Você se refere a "cineastas consagrados" em Bruzundanga como "aquele cara". Você e seus amigos da escola sabem que ele é uma fraude, um construto. Você chegou depois, as pessoas não entendem. A juventude dá uma liberdade de ser "frívola", quer dizer, fica óbvio para você que chegou agora que o tal consagrado é uma fraude, sempre foi uma ou se tornou uma, tanto faz. Você tem o distanciamento da ignorância do prévio. Ah, é, ele fez isso? Em 1974? Bem, e depois, o que é que ele fez? Você duvida do cânone, quer um milagre aqui e agora, não em 32 d.C. ou 1968 d.C.

23.1.07

Involutive star, do Poni Hoax, é a princípio uma música irritante. Começa etérea e minimalista, e então entra um refrão com guitarra decalcado de Franz Ferdinand. Até aí é uma música intrigante e acima da média. O mistério é o solo de guitarra cacarejante que começa lá pelo 1m38s e se repete aos 3m37s. "Por que colocaram isso?", fiquei pensando, "Estragou a música, além de não ter nada com ela...".
Fiquei besta quando comecei a gostar dessa parte da música. Cheguei à conclusão de que o experimentalismo deu certo.
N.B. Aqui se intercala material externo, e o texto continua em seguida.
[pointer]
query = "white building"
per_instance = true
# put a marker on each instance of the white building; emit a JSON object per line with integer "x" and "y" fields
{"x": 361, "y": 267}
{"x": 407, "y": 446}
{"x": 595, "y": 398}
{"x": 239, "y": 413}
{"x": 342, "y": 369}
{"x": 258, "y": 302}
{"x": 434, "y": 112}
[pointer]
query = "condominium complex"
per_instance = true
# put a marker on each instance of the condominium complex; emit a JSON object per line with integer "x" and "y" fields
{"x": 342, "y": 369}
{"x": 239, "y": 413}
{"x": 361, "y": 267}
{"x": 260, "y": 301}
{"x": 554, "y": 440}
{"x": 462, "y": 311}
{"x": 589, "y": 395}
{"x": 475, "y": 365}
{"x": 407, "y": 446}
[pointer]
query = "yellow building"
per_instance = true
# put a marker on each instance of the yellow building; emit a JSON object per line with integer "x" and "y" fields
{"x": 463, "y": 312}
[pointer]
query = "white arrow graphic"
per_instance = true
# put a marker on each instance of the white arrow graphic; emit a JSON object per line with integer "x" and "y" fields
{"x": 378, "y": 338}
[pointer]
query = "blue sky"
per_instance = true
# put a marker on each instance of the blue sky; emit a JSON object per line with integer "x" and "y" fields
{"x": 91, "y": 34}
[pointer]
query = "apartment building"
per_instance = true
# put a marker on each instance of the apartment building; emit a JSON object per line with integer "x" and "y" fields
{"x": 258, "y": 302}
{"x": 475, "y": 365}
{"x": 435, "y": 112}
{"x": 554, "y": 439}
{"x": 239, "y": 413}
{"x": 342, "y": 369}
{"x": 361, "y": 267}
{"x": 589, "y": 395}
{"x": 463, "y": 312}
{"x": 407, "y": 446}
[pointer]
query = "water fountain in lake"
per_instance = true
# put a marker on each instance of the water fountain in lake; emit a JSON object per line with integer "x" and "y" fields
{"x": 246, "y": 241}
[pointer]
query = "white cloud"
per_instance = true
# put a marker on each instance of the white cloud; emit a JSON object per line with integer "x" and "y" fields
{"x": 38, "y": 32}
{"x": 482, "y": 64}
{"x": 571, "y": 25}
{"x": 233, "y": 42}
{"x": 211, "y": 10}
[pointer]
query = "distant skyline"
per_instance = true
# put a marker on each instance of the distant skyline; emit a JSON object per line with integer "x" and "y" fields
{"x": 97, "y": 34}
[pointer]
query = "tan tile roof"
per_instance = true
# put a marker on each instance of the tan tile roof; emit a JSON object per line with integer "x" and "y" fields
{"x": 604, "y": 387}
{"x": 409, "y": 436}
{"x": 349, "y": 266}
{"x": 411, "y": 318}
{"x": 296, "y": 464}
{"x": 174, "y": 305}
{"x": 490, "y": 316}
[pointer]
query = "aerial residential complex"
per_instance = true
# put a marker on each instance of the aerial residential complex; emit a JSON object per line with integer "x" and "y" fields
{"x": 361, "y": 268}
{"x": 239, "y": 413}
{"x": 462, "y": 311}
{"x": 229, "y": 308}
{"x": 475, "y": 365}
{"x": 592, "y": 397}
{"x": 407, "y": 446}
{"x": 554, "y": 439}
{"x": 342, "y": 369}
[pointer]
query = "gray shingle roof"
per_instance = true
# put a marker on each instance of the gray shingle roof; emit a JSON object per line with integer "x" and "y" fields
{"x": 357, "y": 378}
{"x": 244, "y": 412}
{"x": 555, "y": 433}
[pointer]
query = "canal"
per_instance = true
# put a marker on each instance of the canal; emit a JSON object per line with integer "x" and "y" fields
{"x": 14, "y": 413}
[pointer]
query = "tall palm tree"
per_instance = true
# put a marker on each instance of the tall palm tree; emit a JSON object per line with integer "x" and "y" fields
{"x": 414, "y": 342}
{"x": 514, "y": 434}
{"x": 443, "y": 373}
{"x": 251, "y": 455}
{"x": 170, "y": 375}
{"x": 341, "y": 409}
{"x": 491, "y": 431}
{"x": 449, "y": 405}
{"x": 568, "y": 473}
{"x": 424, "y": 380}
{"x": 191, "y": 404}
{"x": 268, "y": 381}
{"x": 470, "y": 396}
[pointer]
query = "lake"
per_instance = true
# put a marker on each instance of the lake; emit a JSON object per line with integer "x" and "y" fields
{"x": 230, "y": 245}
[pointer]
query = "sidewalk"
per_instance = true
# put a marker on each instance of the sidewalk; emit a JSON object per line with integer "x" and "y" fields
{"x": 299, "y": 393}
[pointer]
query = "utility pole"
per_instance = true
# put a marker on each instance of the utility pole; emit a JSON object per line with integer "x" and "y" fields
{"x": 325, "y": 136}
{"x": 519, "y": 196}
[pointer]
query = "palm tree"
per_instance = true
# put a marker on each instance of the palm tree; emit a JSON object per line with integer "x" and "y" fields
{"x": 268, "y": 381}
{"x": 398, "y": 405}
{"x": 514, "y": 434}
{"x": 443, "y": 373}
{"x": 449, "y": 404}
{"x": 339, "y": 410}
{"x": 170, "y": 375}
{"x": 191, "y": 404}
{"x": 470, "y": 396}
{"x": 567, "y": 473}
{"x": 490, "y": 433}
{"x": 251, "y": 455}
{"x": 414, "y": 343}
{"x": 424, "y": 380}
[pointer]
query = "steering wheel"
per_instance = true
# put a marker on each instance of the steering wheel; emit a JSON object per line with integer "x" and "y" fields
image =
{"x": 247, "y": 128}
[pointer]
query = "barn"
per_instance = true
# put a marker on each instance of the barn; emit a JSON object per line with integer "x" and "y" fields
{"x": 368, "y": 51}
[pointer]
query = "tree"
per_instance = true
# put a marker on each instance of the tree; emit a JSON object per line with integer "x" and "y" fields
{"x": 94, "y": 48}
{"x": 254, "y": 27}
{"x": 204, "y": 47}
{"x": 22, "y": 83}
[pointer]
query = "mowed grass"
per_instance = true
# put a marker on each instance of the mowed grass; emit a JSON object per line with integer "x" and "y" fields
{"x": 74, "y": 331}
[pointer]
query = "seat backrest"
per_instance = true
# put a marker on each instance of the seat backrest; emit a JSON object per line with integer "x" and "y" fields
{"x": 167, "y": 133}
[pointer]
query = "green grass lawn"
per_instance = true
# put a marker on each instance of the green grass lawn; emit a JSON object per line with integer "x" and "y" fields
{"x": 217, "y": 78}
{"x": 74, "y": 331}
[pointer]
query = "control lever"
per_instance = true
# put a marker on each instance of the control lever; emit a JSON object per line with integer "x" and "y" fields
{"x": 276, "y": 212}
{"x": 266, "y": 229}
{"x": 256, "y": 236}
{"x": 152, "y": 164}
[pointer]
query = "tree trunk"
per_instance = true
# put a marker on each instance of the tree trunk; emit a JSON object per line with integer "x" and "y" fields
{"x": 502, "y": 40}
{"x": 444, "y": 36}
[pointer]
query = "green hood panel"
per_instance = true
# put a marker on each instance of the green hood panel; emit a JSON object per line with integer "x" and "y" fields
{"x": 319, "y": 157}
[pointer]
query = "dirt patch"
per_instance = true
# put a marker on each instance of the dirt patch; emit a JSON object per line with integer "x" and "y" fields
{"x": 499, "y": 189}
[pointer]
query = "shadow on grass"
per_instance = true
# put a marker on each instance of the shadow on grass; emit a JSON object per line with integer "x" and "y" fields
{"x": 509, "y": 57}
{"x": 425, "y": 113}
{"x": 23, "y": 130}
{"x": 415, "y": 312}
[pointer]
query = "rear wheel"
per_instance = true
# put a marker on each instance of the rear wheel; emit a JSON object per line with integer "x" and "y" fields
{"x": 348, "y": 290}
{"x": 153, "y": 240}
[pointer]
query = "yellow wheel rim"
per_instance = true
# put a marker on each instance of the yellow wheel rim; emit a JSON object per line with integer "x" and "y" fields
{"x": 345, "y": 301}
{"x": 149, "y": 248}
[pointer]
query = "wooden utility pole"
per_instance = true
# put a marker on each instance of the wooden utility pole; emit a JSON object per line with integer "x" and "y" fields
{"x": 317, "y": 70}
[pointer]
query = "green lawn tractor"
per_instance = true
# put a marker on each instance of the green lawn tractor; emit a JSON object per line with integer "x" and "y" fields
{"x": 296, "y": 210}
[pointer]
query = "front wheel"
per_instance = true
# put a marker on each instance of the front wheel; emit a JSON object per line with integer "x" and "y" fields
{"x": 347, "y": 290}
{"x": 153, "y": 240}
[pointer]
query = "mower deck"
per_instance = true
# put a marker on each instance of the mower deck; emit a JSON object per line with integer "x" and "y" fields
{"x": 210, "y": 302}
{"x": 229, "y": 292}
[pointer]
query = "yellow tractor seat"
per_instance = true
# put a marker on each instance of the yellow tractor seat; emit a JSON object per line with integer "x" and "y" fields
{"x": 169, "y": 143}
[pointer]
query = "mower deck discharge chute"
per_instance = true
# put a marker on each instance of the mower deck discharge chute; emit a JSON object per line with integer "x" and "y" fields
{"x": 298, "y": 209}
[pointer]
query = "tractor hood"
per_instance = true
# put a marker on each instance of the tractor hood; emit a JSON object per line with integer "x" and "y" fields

É o seguinte: o solo cacarejante é o som da involutive star. É para sugerir o espetáculo que deve ser a decadência dessa estrela no éter. É só pensar no tal solo como uma imagem; um pequeno videoclipe mental. Fica claro.

22.1.07

Feliz Aniversário, Maria Luiza

Ela que me perdoe por ter esquecido no dia, mas lembrei agora.
Maria Luiza Estrella faz aniversário dia 21 de janeiro. Sendo de 1982, acabou de completar 25 anos fugindo de praia. O livro em que ela vive, A feia noite, se passa no ano-palíndromo de 2002, quando ela tinha 19 para 20 anos. O livro termina no dia do Grande Apagão: 21 de janeiro de 2002 (por isso "acordam inocentes do apocalipse").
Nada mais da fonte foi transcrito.